Fraude fiscale et blanchiment d’argent

Pays : Monaco / Afrique

Société visée : BNP Paribas

Les Faits…

En 2008, un vaste trafic entre certains pays d’Afrique (Madagascar, Sénégal, Gabon, et Burkina-Faso) et la Principauté de Monaco via des dizaines de milliers de chèques en blanc émis par des ressortissants français est mis à jour. Ce trafic est une fraude au contrôle de change.

Le Contentieux…

Ces chèques auraient été encaissés sur des comptes à la BNP Paribas Wealth Management Monaco. Lors de leur encaissement, la BNP Paribas n’aurait pas vérifié la justification économique des chèques reversés.

Siège BNP Paribas

Siège BNP Paribas Saint-Denis, La Réunion.

Ce qui constitue un délit de blanchiment aggravé commis en bande organisée et de recel.

La demande de constitution de partie civile faite par Sherpa pour se joindre au dossier a été rejetée.

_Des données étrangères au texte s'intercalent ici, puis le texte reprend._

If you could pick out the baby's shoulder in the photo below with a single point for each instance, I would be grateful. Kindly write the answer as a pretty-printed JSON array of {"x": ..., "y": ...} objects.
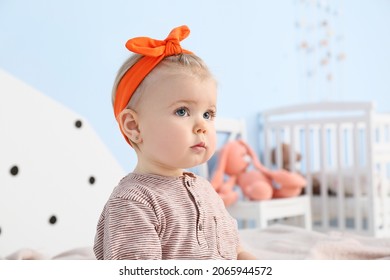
[{"x": 129, "y": 188}]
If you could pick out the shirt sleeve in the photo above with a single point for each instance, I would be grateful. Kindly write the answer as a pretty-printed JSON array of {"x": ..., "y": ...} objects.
[{"x": 130, "y": 231}]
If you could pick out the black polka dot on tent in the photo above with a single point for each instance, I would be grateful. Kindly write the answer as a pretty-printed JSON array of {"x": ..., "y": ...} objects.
[{"x": 14, "y": 170}]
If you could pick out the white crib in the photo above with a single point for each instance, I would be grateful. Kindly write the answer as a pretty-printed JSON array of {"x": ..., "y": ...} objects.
[{"x": 345, "y": 146}]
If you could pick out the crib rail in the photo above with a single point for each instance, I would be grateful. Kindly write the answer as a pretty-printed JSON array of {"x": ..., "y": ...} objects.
[{"x": 345, "y": 149}]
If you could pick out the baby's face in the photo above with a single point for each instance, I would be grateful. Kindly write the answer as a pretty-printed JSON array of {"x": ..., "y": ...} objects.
[{"x": 176, "y": 122}]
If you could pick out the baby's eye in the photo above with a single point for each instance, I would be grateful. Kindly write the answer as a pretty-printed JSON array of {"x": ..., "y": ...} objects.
[
  {"x": 209, "y": 115},
  {"x": 182, "y": 112}
]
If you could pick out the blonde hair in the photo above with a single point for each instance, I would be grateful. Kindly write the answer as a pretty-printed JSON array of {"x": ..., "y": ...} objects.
[{"x": 187, "y": 63}]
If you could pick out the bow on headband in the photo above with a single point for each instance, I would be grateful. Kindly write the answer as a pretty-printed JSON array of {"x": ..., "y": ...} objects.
[{"x": 153, "y": 52}]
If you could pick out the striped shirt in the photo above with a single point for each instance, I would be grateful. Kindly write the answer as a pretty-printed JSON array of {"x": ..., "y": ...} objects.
[{"x": 157, "y": 217}]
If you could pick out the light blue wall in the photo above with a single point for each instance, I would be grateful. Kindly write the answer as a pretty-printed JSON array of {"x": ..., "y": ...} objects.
[{"x": 71, "y": 50}]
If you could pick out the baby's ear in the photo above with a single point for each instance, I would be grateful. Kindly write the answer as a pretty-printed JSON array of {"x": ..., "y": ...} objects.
[{"x": 128, "y": 122}]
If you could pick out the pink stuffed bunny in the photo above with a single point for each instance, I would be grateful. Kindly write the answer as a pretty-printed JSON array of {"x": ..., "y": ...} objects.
[{"x": 257, "y": 184}]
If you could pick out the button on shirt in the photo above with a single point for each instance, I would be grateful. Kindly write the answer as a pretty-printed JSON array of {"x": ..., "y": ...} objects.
[{"x": 157, "y": 217}]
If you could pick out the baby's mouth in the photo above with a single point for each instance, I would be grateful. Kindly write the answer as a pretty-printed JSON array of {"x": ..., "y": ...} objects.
[{"x": 200, "y": 145}]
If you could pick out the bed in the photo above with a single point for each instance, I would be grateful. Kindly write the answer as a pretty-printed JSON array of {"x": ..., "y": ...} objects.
[{"x": 345, "y": 148}]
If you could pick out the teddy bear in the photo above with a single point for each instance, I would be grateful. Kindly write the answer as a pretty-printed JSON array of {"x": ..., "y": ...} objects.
[{"x": 240, "y": 164}]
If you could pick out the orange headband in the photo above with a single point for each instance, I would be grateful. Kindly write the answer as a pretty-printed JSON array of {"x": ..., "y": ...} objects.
[{"x": 153, "y": 52}]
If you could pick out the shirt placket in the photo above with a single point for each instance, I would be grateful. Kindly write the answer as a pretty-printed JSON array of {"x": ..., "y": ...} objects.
[{"x": 189, "y": 183}]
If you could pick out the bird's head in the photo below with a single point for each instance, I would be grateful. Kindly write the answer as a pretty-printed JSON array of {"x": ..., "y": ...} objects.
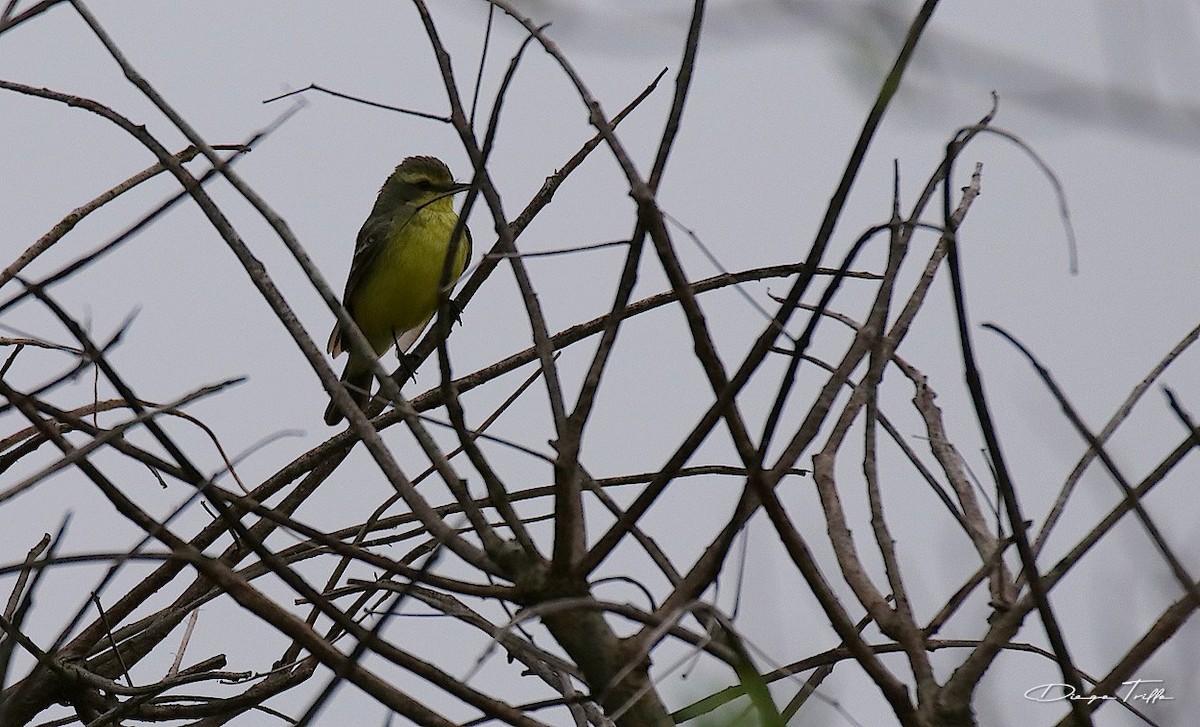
[{"x": 421, "y": 181}]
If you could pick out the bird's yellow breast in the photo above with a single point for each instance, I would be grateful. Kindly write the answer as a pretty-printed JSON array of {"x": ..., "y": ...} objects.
[{"x": 400, "y": 290}]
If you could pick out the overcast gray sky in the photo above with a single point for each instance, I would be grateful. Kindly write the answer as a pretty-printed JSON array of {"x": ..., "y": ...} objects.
[{"x": 1105, "y": 95}]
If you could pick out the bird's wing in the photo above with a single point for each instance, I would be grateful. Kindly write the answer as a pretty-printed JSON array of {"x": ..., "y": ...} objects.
[{"x": 370, "y": 241}]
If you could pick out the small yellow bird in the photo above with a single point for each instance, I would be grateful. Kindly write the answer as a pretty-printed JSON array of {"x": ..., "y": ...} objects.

Néanmoins, l’enquête se poursuit.

Intérêt du fondement/Obstacles contournés…

Après une enquête minutieuse et malgré la complexité de l’ouverture de procédures judiciaires dans les juridictions monégasques, le travail de Sherpa conduit à l’ouverture d’une information judiciaire à Monaco.

Ce que le travail de Sherpa permet…

Devant l’inertie des juridictions monégasques, Sherpa écrit à plusieurs reprises au procureur de Monaco puis a décidé de déposer plainte devant le procureur de Paris. La plainte est parvenue à mobiliser les autorités monégasques qui ont ensuite saisi un juge d’instruction.

Sherpa continue ainsi son travail de plaidoyer contre la fraude et l’évasion fiscales, avec la plateforme Paradis fiscaux et judiciaires.

Procédures & Dates clés…

Avril 2013 Courrier au Procureur général de Monaco pour porter à sa connaissance une opération de blanchiment d’une fraude au contrôle des changes en Afrique imputable à la société BNP Paribas Wealth Management Monaco. Demande de l’ouverture d’une information judiciaire.

Juin 2013 – Courrier au procureur de Monaco face à l’absence d’action.

Novembre 2013 Dépôt de plainte par Sherpa devant le procureur de la République française.

Février 2014 – Courrier du Procureur General monégasque indiquant qu’il a requis l’ouverture d’une information contre X… sur des chefs d’inculpation de blanchiment, complicité, recel de blanchiment et omissions de déclarations de soupçons à la suite de l’enquête diligentée par la sureté publique de Monaco sur les faits que Sherpa a porté à sa connaissance.

Mars 2014 Sherpa dépose une demande de constitution de partie civile devant le juge d’instruction de Monaco.

Juin 2014 – Rejet de la demande.

Depuis Juin 2014 L’enquête poursuit son cours sans que Sherpa soit partie au dossier.